Bringing people together with words like ‘cousin’ allows people to identify with autistic people, without putting pressure on them to figure out instantly whether they are actually autistic or not. It allows people to acknowledge that most skills and difficulties autistic people experience are not totally unique to autistic people. It allows people to acknowledge the vast grey area that is both outside of standard definitions of autism, and outside of neurotypical, but that resembles autism in important ways. It allows people to acknowledge that the boundary between autistic and nonautistic is fuzzy at best. And it does all that while contributing to people understanding more about themselves and each other, and bringing people together into friendships, communities, and other relationships they might not otherwise have.
So I really believe that it would not only be a good thing to remember the word ‘cousin’ and what it used to mean, but to revive it and expand its use for more than just autistic people. It allows for so much more flexibility than people are currently given about a lot of different identity groups, and that’s important. So if you like the idea of cousins, by all means, use it and adapt it as much as you want, for whatever groups of people in your own life you think it would best apply to.
1 For the purposes of this article, ‘the autistic community’ refers to relatively mainstream online self-advocacy and sociial communities made up mostly of autistic people. There’s a lot of different autistic communities out there, both recognized and unrecognized, online and offline.
2 The newsletter of Autism Network International.

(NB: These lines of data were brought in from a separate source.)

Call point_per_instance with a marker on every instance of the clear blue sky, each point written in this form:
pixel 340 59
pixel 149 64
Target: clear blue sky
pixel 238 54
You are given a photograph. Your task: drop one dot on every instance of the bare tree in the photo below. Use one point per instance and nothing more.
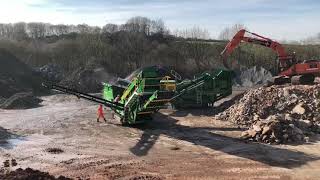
(110, 28)
(36, 30)
(228, 32)
(193, 33)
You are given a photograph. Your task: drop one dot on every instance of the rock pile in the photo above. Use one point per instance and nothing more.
(277, 114)
(16, 78)
(51, 72)
(23, 100)
(252, 77)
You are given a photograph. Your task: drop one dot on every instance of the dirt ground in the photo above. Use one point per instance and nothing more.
(62, 137)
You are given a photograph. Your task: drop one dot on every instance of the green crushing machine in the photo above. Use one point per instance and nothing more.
(150, 89)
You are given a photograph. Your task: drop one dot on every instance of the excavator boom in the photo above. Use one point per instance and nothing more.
(288, 67)
(255, 39)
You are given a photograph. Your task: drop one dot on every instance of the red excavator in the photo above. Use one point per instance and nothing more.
(289, 68)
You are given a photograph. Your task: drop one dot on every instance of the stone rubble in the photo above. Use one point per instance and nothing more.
(277, 114)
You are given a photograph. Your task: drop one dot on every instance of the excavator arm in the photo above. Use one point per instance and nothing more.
(284, 59)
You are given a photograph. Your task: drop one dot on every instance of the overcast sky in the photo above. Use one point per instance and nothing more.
(278, 19)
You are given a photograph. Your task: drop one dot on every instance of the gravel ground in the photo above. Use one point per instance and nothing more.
(62, 137)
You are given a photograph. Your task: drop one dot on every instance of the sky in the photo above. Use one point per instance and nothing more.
(277, 19)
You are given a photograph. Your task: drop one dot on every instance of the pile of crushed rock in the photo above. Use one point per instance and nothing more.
(277, 114)
(18, 83)
(250, 77)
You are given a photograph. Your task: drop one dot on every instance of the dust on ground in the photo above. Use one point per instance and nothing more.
(175, 145)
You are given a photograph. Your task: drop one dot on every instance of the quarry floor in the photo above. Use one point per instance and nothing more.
(175, 145)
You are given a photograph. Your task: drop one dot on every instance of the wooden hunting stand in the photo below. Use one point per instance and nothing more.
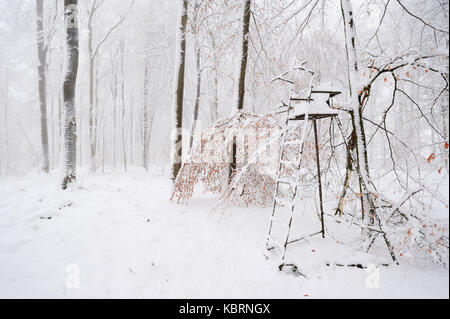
(316, 106)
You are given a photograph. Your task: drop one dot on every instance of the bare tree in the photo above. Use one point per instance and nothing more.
(177, 149)
(93, 53)
(42, 81)
(196, 30)
(70, 146)
(244, 57)
(243, 68)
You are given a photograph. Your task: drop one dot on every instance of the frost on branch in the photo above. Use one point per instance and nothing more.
(253, 180)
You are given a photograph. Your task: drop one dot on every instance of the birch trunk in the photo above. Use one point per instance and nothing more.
(241, 83)
(70, 146)
(42, 74)
(177, 139)
(198, 91)
(124, 149)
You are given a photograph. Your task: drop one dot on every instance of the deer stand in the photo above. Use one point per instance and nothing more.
(293, 175)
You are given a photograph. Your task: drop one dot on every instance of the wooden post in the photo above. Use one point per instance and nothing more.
(319, 178)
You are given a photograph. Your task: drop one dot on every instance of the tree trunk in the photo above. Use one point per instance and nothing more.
(70, 146)
(177, 148)
(145, 119)
(198, 91)
(42, 74)
(244, 57)
(241, 83)
(124, 149)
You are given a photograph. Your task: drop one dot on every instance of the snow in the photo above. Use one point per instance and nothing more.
(125, 239)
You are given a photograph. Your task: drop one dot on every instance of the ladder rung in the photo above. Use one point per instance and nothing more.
(279, 221)
(295, 142)
(287, 182)
(284, 202)
(289, 162)
(273, 241)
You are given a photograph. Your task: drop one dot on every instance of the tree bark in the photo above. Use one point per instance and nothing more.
(177, 139)
(241, 83)
(244, 58)
(124, 149)
(70, 146)
(42, 81)
(198, 91)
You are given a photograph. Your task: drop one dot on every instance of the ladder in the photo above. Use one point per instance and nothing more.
(294, 138)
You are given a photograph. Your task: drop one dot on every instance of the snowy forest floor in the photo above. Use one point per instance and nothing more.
(127, 240)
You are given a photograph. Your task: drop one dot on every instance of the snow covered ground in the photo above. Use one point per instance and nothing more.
(118, 236)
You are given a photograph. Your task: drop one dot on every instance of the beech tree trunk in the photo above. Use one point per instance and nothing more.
(42, 75)
(70, 137)
(177, 139)
(241, 83)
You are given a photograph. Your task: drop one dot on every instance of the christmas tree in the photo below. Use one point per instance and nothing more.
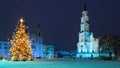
(20, 44)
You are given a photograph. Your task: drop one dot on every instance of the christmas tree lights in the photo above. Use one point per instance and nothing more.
(20, 44)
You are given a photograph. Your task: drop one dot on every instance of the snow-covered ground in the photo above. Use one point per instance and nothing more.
(61, 64)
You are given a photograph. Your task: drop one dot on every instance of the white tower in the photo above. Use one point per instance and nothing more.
(87, 45)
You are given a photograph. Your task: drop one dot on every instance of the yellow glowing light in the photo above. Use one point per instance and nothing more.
(21, 20)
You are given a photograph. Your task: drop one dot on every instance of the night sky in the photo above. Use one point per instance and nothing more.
(59, 20)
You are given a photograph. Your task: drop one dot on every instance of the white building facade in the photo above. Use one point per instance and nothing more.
(87, 45)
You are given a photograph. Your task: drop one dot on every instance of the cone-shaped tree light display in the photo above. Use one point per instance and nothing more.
(20, 44)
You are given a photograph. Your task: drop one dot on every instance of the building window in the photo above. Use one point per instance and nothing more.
(81, 50)
(5, 44)
(5, 48)
(92, 51)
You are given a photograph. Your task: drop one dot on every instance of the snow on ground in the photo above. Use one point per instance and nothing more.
(60, 64)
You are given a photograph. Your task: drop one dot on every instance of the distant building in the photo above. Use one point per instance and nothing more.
(87, 45)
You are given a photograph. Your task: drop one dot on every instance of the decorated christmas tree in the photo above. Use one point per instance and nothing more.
(20, 44)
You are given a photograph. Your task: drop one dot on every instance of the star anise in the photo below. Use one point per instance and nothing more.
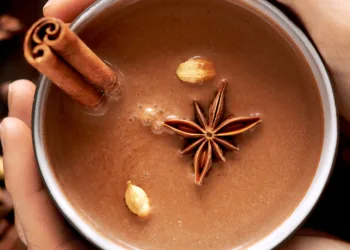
(212, 136)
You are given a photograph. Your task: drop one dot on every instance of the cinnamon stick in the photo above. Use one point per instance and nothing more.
(57, 52)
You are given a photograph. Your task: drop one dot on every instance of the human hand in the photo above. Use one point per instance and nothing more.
(328, 23)
(38, 222)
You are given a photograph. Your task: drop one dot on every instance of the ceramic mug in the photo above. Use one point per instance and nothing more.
(314, 191)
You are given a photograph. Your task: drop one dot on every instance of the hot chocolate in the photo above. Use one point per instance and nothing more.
(241, 200)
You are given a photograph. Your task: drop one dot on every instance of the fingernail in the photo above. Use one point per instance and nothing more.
(48, 3)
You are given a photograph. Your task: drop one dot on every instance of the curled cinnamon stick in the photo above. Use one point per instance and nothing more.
(57, 52)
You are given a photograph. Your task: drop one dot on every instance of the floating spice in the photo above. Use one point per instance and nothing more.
(196, 70)
(137, 200)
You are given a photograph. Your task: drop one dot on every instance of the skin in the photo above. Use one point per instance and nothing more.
(36, 216)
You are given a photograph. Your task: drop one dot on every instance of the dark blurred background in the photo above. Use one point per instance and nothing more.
(331, 213)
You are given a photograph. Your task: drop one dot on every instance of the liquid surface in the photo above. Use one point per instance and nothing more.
(242, 200)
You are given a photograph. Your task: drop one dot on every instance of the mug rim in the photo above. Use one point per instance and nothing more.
(313, 193)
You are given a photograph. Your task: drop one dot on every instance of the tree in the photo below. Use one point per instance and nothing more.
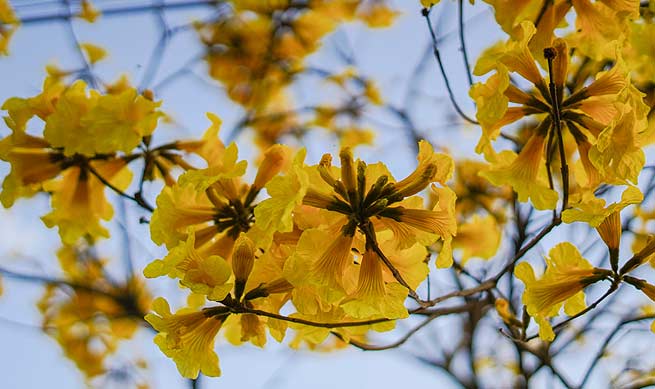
(295, 225)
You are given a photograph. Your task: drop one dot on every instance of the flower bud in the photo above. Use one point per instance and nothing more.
(243, 259)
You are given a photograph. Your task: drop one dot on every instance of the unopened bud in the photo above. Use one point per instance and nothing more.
(243, 259)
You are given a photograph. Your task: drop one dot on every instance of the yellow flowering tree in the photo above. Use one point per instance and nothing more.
(266, 175)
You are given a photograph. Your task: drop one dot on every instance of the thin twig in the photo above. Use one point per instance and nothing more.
(437, 56)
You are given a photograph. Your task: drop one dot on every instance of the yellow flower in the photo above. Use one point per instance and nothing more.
(373, 297)
(78, 199)
(617, 154)
(188, 336)
(90, 321)
(567, 274)
(585, 207)
(119, 122)
(525, 173)
(92, 124)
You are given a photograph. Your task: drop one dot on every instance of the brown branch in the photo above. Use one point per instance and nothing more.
(433, 315)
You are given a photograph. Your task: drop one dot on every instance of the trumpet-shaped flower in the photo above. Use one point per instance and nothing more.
(188, 336)
(567, 274)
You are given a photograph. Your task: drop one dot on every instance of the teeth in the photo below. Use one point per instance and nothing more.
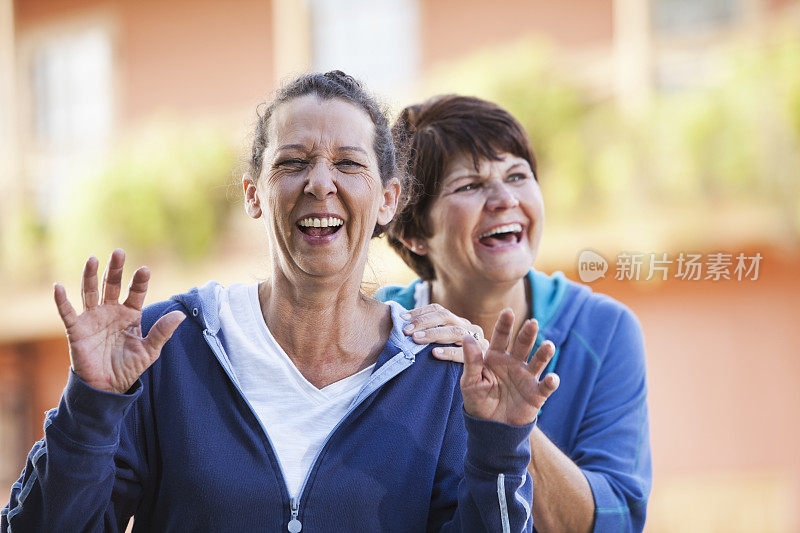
(508, 228)
(324, 222)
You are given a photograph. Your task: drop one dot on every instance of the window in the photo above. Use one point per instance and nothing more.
(676, 16)
(376, 42)
(71, 107)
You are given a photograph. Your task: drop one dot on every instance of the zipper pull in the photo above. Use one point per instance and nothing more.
(294, 524)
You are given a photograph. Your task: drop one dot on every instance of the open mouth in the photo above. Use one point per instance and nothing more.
(320, 227)
(501, 236)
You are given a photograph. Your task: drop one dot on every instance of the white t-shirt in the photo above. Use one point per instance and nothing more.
(298, 416)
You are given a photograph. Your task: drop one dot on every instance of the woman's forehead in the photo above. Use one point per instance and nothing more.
(463, 163)
(311, 121)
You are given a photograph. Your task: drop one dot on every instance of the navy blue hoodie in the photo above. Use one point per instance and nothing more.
(598, 415)
(183, 450)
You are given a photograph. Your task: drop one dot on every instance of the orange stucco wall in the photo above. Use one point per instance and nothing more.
(452, 28)
(181, 56)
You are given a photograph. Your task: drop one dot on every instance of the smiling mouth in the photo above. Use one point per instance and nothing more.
(501, 236)
(320, 227)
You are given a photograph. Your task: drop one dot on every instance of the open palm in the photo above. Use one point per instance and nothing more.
(501, 386)
(106, 346)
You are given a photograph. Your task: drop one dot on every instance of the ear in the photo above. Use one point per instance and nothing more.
(416, 245)
(252, 204)
(391, 195)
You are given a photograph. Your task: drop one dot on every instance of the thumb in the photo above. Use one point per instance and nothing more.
(473, 361)
(548, 386)
(161, 332)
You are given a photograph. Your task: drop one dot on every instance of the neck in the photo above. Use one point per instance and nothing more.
(481, 303)
(328, 330)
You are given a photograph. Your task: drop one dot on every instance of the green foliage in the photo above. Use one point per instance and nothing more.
(164, 195)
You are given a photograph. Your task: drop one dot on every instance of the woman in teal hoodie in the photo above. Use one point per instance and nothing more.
(296, 404)
(471, 231)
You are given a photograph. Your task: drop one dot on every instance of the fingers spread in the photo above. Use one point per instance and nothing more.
(524, 342)
(89, 292)
(540, 359)
(549, 384)
(112, 277)
(449, 353)
(161, 331)
(138, 289)
(502, 331)
(65, 309)
(473, 361)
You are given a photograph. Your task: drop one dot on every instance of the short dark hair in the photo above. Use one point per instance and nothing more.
(432, 134)
(326, 86)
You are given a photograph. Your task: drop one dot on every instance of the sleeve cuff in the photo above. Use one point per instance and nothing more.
(610, 514)
(90, 416)
(496, 447)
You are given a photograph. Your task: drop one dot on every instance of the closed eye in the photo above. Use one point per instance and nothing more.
(468, 187)
(292, 163)
(348, 163)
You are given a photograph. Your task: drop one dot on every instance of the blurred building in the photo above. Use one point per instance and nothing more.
(78, 76)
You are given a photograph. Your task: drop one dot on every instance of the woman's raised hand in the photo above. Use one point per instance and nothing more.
(500, 385)
(433, 323)
(106, 347)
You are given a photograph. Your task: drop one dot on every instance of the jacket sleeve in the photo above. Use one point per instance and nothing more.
(489, 489)
(84, 475)
(613, 443)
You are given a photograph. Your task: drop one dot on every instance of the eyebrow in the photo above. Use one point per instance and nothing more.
(451, 178)
(354, 149)
(291, 147)
(302, 147)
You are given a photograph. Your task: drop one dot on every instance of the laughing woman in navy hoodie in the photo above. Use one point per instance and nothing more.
(294, 403)
(471, 233)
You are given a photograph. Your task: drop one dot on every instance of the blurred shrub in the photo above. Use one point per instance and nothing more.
(163, 195)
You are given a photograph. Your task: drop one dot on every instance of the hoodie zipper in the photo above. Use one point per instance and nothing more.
(294, 525)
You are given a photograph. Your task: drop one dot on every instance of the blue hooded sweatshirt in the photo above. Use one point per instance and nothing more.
(598, 415)
(183, 450)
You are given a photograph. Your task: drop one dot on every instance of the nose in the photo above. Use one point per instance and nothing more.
(319, 182)
(500, 197)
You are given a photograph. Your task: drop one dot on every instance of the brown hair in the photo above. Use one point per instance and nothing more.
(433, 132)
(327, 86)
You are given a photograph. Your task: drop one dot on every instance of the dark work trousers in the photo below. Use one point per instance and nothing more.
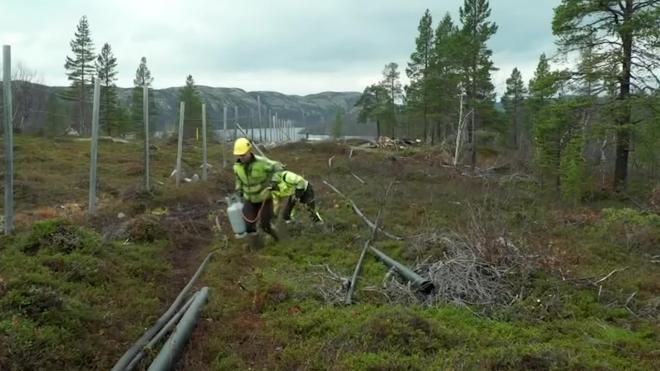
(307, 199)
(259, 210)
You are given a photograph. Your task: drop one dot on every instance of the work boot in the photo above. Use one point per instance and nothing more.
(273, 233)
(255, 241)
(316, 217)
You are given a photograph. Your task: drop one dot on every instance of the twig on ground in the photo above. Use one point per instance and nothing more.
(358, 178)
(610, 274)
(359, 212)
(374, 232)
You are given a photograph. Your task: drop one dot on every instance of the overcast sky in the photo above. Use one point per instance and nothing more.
(290, 46)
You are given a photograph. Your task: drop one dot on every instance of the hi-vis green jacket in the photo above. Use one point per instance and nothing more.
(254, 178)
(286, 184)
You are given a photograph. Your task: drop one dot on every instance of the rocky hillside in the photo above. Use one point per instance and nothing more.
(312, 110)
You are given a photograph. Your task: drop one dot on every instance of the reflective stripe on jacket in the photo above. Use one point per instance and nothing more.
(253, 179)
(286, 183)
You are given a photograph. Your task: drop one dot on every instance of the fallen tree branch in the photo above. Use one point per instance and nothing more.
(358, 266)
(359, 212)
(358, 178)
(610, 274)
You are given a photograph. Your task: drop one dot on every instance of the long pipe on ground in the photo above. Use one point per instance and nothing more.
(170, 352)
(139, 345)
(422, 285)
(168, 326)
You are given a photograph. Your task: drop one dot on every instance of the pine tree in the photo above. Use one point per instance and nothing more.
(418, 71)
(445, 73)
(106, 67)
(193, 114)
(80, 71)
(475, 32)
(513, 101)
(142, 78)
(622, 33)
(392, 86)
(374, 105)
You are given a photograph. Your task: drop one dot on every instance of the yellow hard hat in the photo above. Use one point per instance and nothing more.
(242, 146)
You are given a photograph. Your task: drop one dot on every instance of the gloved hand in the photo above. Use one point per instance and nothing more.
(265, 193)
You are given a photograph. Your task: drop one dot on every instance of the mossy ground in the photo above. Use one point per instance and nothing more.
(75, 293)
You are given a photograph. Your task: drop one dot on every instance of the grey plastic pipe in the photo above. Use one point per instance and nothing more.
(170, 352)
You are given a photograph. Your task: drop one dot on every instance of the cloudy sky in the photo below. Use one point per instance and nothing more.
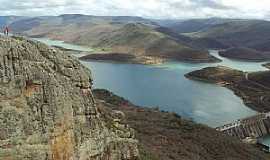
(146, 8)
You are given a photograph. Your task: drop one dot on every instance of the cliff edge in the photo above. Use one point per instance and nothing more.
(47, 109)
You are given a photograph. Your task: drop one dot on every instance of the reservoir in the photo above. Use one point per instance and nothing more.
(165, 86)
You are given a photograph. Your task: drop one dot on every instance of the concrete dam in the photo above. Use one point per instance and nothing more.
(255, 127)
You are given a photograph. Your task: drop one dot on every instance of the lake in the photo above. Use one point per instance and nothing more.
(165, 86)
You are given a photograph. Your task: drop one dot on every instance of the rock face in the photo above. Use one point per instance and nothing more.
(47, 110)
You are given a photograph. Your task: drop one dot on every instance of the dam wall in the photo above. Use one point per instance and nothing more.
(255, 126)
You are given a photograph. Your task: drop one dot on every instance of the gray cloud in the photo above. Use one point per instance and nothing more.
(145, 8)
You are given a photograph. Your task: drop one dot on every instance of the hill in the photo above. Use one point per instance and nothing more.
(134, 36)
(192, 25)
(241, 53)
(47, 109)
(167, 136)
(145, 42)
(239, 33)
(253, 88)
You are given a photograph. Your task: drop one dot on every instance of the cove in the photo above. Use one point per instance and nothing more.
(165, 86)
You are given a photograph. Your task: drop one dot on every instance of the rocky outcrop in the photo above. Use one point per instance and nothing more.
(47, 110)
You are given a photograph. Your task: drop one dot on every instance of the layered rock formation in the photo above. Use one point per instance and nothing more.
(47, 110)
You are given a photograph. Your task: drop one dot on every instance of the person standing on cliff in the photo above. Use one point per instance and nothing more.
(6, 30)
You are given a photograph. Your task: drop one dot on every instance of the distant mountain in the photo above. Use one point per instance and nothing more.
(126, 35)
(192, 25)
(7, 20)
(242, 53)
(241, 33)
(143, 41)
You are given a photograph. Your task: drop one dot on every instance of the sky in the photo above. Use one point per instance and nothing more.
(158, 9)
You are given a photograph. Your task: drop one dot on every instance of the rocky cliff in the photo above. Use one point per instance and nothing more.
(47, 110)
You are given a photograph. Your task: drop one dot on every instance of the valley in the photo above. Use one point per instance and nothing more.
(161, 68)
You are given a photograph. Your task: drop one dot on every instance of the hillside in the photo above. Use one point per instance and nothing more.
(253, 88)
(192, 25)
(167, 136)
(123, 35)
(47, 109)
(240, 33)
(144, 42)
(241, 53)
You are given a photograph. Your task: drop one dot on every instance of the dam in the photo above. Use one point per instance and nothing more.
(251, 127)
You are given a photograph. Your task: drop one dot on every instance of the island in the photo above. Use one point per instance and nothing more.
(49, 110)
(253, 88)
(167, 136)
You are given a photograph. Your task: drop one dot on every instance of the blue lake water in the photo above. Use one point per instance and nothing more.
(165, 86)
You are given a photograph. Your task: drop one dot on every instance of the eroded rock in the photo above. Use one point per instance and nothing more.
(47, 110)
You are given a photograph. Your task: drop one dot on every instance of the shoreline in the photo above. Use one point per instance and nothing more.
(252, 93)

3 Actually, come to think of it, I’ve heard of exactly one person who didn’t like her. It was a self-loathing person with autism who said they were embarrassed by her. That’s an unfortunate but common reaction that those of us who are visibly “different” get from other people who want to forget their own difference, and who find that we remind them too much of parts of themselves they’d rather forget. But for someone as social as Xenia, to have heard of only one person who disliked her for her unusual mannerisms and reactions to the world is a testament to her extremely friendly personality. Ordinarily, if I mention Xenia to anyone who’s met her, they sort of light up inside just remembering her. I don’t think it’s coincidence that someone that friendly is the one who thought up the concept of a ‘cousin’.